Expert China author and businessman, Tim Clissold, explains why it is essential for investors considering an allocation to China to look at risk in a very specific way. Tim explores the history that has shaped the opportunity-set in China and the current drivers for foreign investment into the region. In this context, he also explains why investors should not expect economic evolution in China to follow the path of Western markets and why very different approaches to corporate governance exist.
Tim, who has contributed to ‘Signals and Smokescreens’ - a study by Janus Henderson on China’s growth story, its unique governance structures, and what this could mean for investors, outlines the aim of the study and the important issues it seeks to address as China becomes an ever greater part of the investment landscape. He also explains the approach taken in analysing companies and the types of alerts highlighted for investors.
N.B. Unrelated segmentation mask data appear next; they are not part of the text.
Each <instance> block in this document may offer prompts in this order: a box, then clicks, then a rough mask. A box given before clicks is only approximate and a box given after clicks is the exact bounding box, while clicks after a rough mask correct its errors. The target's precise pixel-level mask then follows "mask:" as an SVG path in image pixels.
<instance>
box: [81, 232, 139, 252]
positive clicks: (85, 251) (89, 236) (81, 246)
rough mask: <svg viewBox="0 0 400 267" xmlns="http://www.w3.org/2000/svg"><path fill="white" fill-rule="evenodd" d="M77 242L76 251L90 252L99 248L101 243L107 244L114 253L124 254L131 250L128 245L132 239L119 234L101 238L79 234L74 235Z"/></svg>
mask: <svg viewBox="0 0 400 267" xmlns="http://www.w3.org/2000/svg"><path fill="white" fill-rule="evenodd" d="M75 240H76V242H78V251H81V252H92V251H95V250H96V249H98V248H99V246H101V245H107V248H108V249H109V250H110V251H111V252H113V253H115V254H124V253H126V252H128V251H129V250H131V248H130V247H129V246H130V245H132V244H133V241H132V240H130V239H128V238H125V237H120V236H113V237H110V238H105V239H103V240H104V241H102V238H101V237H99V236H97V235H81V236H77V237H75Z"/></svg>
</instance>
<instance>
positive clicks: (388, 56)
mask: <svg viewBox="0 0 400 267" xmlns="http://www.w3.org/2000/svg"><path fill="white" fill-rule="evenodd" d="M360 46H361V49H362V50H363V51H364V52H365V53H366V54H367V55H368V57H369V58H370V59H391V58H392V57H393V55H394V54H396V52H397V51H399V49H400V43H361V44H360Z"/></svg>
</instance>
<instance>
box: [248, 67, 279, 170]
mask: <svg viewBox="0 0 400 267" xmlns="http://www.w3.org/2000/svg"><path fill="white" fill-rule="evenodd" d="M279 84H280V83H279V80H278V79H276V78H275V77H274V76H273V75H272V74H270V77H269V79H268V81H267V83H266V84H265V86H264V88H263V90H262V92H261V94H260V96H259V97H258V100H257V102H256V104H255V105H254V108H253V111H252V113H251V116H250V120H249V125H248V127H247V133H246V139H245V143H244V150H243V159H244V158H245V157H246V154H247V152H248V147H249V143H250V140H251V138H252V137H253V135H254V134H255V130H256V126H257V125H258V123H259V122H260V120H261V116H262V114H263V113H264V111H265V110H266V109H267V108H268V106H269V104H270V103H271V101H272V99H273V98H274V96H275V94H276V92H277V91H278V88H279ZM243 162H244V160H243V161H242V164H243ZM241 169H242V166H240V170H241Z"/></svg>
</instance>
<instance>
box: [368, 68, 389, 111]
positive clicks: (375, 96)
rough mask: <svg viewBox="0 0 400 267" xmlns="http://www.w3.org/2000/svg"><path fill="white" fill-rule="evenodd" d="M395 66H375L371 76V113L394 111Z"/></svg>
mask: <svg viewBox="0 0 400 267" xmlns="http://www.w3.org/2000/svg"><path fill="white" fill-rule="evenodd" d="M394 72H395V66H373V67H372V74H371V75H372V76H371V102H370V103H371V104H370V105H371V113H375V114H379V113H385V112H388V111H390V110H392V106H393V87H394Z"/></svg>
Tim Clissold is the author of ‘Mr China’, which was translated into 15 languages, was one of the Economist magazine books of the year, and was called ‘an instant classic’ by Time. His second book, Chinese Rules was published in 2014. The Financial Times commented on this:
‘Read Tim Clissold, the British businessman whose book Mr China is probably the best I have ever come across about China. Now he has written another, Chinese Rules; it’s about what makes China tick — for foreigners who can clearly hear it ticking but can’t quite figure out why.’
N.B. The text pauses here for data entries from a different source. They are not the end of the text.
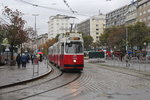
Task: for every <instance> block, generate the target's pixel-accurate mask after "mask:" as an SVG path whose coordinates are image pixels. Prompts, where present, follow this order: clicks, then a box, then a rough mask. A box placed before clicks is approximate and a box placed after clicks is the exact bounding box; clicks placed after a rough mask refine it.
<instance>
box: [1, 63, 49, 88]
mask: <svg viewBox="0 0 150 100" xmlns="http://www.w3.org/2000/svg"><path fill="white" fill-rule="evenodd" d="M48 69H49V71H47V72H45V73H44V74H41V75H40V76H37V77H34V78H31V79H27V80H24V81H20V82H16V83H12V84H7V85H4V86H0V89H3V88H7V87H11V86H15V85H21V84H24V83H27V82H31V81H35V80H37V79H40V78H43V77H45V76H47V75H48V74H50V73H51V72H52V68H51V67H50V66H48Z"/></svg>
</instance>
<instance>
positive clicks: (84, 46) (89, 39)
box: [83, 35, 93, 50]
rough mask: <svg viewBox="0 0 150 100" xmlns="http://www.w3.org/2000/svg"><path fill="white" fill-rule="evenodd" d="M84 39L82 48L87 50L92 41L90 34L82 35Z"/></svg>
mask: <svg viewBox="0 0 150 100" xmlns="http://www.w3.org/2000/svg"><path fill="white" fill-rule="evenodd" d="M83 40H84V48H85V49H86V50H89V49H90V48H91V44H92V43H93V38H92V37H91V36H90V35H83Z"/></svg>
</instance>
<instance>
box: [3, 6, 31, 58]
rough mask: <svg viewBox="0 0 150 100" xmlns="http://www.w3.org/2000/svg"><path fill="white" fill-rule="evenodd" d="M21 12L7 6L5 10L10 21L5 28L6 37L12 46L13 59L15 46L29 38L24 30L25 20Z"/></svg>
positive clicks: (9, 42) (21, 43) (20, 43)
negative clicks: (8, 7)
mask: <svg viewBox="0 0 150 100" xmlns="http://www.w3.org/2000/svg"><path fill="white" fill-rule="evenodd" d="M21 14H22V13H21V12H19V11H18V10H15V11H12V10H11V9H10V8H8V7H7V6H6V7H5V8H4V11H3V15H4V16H5V17H6V18H7V19H8V20H9V21H10V24H7V27H6V28H5V30H6V38H7V39H8V42H9V44H10V46H11V49H10V50H11V60H13V50H14V46H17V45H19V44H22V43H23V42H25V41H26V40H27V39H28V35H27V32H26V31H25V30H24V24H25V20H23V19H22V17H21Z"/></svg>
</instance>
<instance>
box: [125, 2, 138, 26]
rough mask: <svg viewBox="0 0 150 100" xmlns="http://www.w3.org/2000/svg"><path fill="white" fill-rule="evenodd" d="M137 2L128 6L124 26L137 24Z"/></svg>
mask: <svg viewBox="0 0 150 100" xmlns="http://www.w3.org/2000/svg"><path fill="white" fill-rule="evenodd" d="M136 8H137V1H135V2H132V4H129V5H128V8H127V12H126V18H125V24H126V25H130V24H135V23H136V22H137V9H136Z"/></svg>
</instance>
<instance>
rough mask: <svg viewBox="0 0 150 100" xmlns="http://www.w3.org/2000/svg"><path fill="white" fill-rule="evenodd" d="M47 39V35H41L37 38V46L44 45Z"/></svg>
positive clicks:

Tim was born in Yorkshire, England, and graduated with an MA in Physics and Theoretical Physics from Cambridge University in 1982. He worked in London, Australia and Hong Kong, and qualified as a Chartered Accountant. He first went to China in 1987 and, in 1992, co-founded one of the first private equity groups in China. Tim later ran Goldman Sachs’ China distressed investment business in Beijing. More recently, he co-founded another business to originate UN carbon offsets from greenhouse gas emission reduction projects in China with start-up capital of €100 million from the Bill & Melinda Gates Foundation Trust. He is currently involved in dispute resolution projects where he negotiates settlements in cases where serious disagreements have arisen between Chinese businesses and their foreign investors.